Poetisch, emotional, gar nicht schrill

Die Geschichte mit Xoan endet jedoch tragisch, auch Antia verschwindet irgendwann, schwere Schuldgefühle bedrücken Julieta. Sie merkt, wie wenig sie doch über ihre Tochter weiß. Eine Art Fluch scheint auf Julieta zu liegen - Verabschiedungen sind bei ihr oft mit tragischen Ereignissen verbunden, mit schweren Unfällen, Selbstmord, unerklärlichen Abschieden für immer ...

"Julieta" ist ein echter Almodóvar. Poetisch, emotional, voller großer Gefühle, Liebe, Leid, Trauer und Schuld. Voller krasser, plötzlicher, strikter Entscheidungen mit großer Tragweite. Dazu die besondere Ästhetik Almodóvars: starke, leuchtende Farben, kräftiges Rot (besonders Rot!), Blau, Gelb, grafische Muster. Das malerisch aufgewühlte Meer als Sinnbild für die aufgewühlte Seele. Aber anders als bei vielen früheren Filmen Almodóvars kommt "Julieta" ohne schrille, schräge Figuren aus, ohne Transen, HIV-positive schwangere Nonnen, drogenberauschte Flugzeugbesatzungen und dergleichen. Nur ein junger Modegeck mit äußerst grellem Lippenstift hat einen sehr kurzen, exaltierten Auftritt. Und Xoans Haushälterin Marian (Rossy de Palma) erscheint zwar anfangs wie eine unheimliche Hexe, entpuppt sich aber später als gute Seele.

Rückkehr zum "Kino der Frauen"

Adriana Ugarte (Julieta), Priscilla Delgado (Antía), Susi Sánchez (Sara, Julietas Mutter) © Tobis Film_El Deseo_Manolo Pavón.jpg

Frauen aus drei Generationen: Julieta mit ihrer zweijährigen Tochter Antía und ihrer Mutter Sara.

(Foto: Tobis Film)

Almodóvar hatte zuvor angekündigt, nach seiner Komödie "Fliegende Liebende" von 2013 mit "Julieta" wieder in Richtung Drama zu gehen und zu seinem "Kino der Frauen" zurückzukehren. Denn schon in früheren Filmen wie etwa "Frauen am Rande des Nervenzusammenbruchs" (1988) und "Alles über meine Mutter" (1999) hatte er gezeigt, wie meisterhaft er es versteht, Frauen in Szene zu setzen. Frauen und Farben.

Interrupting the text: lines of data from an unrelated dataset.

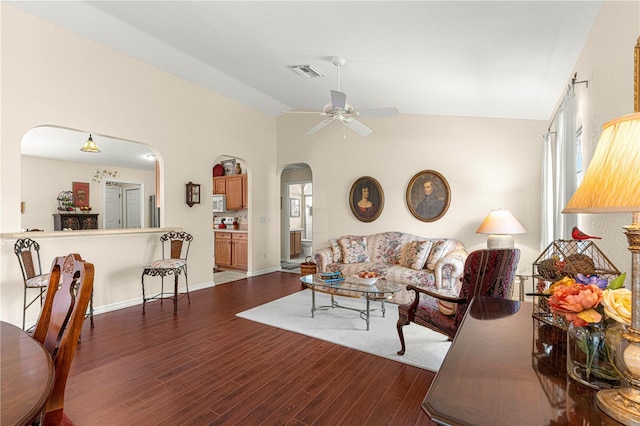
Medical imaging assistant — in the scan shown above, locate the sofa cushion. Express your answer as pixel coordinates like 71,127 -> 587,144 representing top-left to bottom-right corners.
398,240 -> 431,271
427,240 -> 455,270
338,235 -> 369,263
367,232 -> 404,265
329,238 -> 342,262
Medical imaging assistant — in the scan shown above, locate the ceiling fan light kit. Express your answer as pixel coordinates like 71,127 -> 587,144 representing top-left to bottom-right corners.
292,56 -> 400,136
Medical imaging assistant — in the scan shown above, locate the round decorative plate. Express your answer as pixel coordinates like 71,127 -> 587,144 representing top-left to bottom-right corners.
213,164 -> 224,177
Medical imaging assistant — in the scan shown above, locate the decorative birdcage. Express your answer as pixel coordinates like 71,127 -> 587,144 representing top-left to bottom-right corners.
532,240 -> 620,329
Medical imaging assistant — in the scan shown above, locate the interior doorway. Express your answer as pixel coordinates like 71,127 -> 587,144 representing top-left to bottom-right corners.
280,164 -> 313,269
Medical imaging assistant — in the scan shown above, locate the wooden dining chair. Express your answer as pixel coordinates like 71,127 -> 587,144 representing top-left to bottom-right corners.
33,253 -> 94,426
397,248 -> 520,355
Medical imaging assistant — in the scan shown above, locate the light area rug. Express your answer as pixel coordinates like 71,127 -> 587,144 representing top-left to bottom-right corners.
237,289 -> 451,372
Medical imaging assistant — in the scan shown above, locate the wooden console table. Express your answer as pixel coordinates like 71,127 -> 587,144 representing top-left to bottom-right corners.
53,213 -> 98,231
422,297 -> 620,426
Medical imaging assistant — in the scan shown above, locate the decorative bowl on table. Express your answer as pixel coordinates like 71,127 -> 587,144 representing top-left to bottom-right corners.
356,271 -> 380,285
356,277 -> 380,285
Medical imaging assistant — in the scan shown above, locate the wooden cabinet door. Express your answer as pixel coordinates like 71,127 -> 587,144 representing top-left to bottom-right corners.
231,234 -> 249,269
227,175 -> 245,210
213,176 -> 227,194
214,232 -> 232,266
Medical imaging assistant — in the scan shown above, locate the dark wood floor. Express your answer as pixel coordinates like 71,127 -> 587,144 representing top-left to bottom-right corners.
65,272 -> 434,426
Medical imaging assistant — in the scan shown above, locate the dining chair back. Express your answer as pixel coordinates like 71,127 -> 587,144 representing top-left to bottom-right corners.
33,253 -> 94,426
13,238 -> 49,330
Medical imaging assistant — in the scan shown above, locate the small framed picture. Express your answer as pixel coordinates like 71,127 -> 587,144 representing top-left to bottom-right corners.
406,170 -> 451,222
220,158 -> 236,176
349,176 -> 384,222
71,182 -> 89,207
289,198 -> 300,217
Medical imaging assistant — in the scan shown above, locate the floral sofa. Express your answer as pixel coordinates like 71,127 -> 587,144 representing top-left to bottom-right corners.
312,232 -> 467,303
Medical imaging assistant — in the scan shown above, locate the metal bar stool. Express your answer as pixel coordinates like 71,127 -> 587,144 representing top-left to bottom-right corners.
141,231 -> 193,315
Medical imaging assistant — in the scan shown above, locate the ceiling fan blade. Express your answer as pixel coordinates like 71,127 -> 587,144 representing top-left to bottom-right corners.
305,118 -> 333,136
343,118 -> 372,136
282,110 -> 325,115
331,90 -> 347,110
358,107 -> 400,117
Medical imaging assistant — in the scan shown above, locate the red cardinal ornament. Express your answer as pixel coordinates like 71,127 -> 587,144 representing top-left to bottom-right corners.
571,226 -> 602,240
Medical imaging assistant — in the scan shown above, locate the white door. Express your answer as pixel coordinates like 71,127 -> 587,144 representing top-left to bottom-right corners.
125,188 -> 141,228
104,186 -> 122,229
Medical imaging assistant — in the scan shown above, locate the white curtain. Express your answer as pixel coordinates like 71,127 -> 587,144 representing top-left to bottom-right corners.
540,131 -> 554,251
540,86 -> 578,248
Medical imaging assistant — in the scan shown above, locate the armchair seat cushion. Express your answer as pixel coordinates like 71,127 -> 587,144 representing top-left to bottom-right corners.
25,272 -> 49,288
398,296 -> 458,339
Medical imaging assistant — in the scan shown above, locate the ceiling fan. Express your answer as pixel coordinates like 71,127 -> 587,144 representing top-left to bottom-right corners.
298,57 -> 400,136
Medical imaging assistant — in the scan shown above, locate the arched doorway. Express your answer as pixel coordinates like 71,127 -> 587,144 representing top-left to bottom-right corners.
280,163 -> 313,272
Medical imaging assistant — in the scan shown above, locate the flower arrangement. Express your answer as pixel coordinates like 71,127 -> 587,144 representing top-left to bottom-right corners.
548,273 -> 631,327
548,274 -> 631,388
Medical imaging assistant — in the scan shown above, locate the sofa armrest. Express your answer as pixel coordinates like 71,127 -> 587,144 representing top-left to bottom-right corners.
311,247 -> 333,272
434,249 -> 469,291
407,285 -> 467,303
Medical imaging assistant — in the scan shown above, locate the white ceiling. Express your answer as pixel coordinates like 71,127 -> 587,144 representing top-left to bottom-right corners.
8,0 -> 602,168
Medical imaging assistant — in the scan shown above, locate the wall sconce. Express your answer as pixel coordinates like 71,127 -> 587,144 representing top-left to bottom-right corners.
476,209 -> 527,249
187,182 -> 200,207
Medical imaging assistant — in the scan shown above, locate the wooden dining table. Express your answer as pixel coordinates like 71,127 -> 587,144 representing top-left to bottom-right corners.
0,321 -> 55,425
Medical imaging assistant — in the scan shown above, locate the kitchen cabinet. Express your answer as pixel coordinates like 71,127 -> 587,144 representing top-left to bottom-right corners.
289,229 -> 302,258
213,174 -> 249,210
53,213 -> 98,231
214,232 -> 249,270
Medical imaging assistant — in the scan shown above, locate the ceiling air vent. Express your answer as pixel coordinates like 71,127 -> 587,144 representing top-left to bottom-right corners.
289,65 -> 324,78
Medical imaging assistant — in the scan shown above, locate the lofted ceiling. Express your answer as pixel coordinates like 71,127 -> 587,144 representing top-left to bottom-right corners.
11,0 -> 603,168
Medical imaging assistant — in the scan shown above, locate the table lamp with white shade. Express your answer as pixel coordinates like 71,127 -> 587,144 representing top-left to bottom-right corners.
476,209 -> 527,249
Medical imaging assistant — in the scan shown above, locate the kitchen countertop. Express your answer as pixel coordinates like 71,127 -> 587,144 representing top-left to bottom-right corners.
213,227 -> 249,234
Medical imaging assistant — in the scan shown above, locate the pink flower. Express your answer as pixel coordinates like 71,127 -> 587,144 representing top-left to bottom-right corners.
549,281 -> 602,326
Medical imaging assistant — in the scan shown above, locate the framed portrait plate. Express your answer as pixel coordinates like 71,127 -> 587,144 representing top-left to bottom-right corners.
349,176 -> 384,222
71,182 -> 89,207
220,158 -> 236,176
406,170 -> 451,222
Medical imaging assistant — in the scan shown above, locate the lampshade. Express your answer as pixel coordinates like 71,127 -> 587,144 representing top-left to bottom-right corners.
562,111 -> 640,425
80,135 -> 100,152
562,113 -> 640,213
476,209 -> 527,249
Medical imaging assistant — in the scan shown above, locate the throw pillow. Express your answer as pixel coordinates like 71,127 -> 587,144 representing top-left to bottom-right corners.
427,240 -> 453,271
399,240 -> 431,271
338,236 -> 369,263
329,238 -> 342,263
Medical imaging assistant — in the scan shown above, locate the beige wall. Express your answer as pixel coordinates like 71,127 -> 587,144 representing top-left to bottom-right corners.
278,115 -> 546,271
574,1 -> 640,278
0,3 -> 280,323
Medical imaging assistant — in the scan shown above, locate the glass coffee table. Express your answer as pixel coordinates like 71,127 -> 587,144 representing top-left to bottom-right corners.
300,275 -> 403,330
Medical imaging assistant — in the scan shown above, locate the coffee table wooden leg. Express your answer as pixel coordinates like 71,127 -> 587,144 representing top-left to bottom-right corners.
366,293 -> 371,331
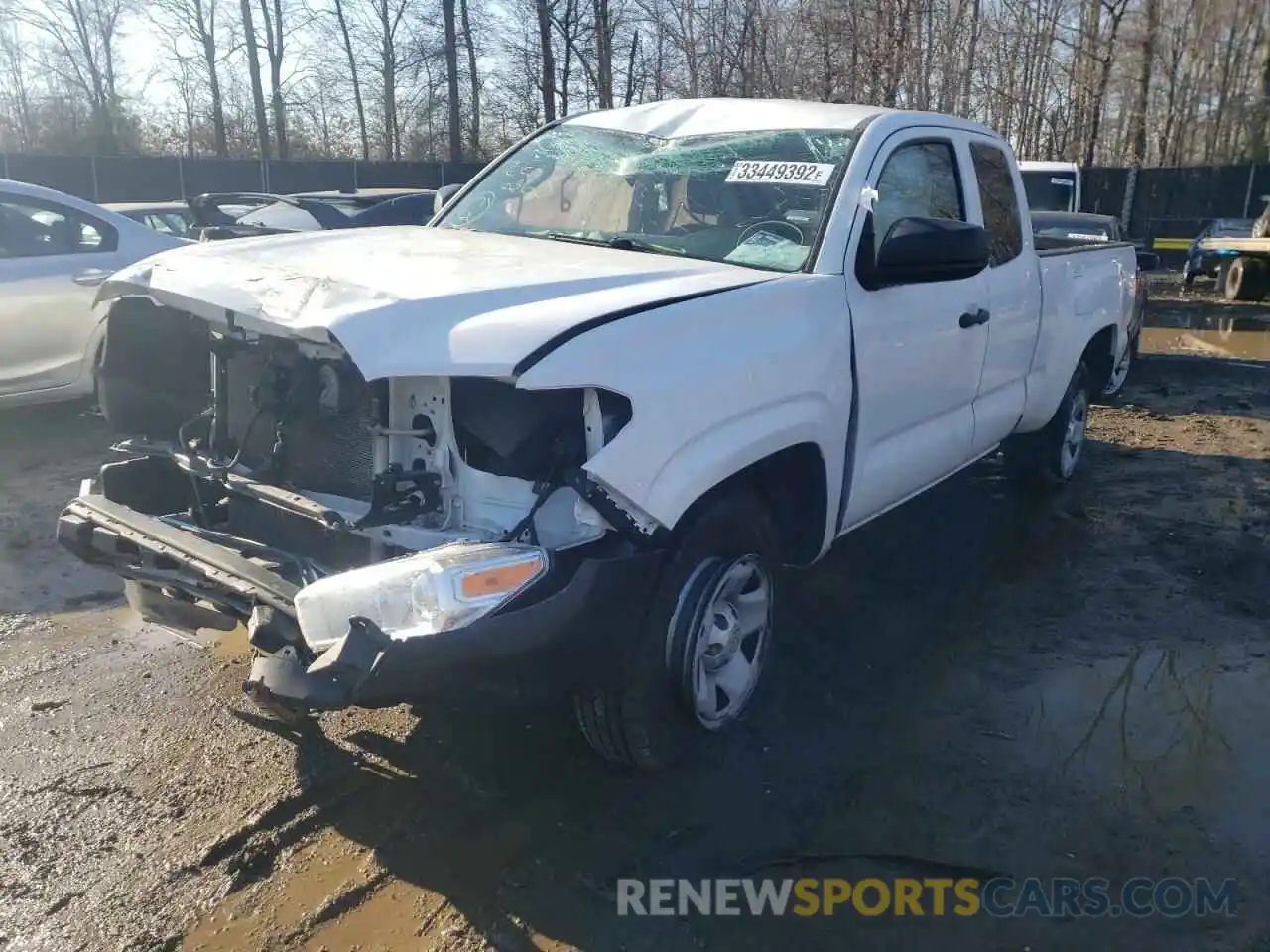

Die verschachtelte, komplexe Struktur der verschiedenen Zeit- und Bildebenen von "Julieta" beruht auf Erzählungen der Literaturnobelpreisträgerin Alice Munro. Die kanadische "Königin der Kurzgeschichte", wie sie oft genannt wird, ist ja genau dafür bekannt - für ihren gekonnten Umgang mit unterschiedlichen Zeitebenen. Wenn man das Verschachtelte in eine Reihe stellt, ist die Geschichte eigentlich doch überschaubar und gar nicht mehr so kompliziert. Eine Frau in der Krise und wie es dazu kam, ein Drama um eingebildete und wirkliche Schuld. Ohne viel Pathos (ein wenig ist immer dabei), aber voller Mitgefühl für die Figuren. Schön traurig.

Im Mai 2016 lief "Julieta" im Wettbewerb der Filmfestspiele von Cannes. Er startet am 4. August in den deutschen Kinos.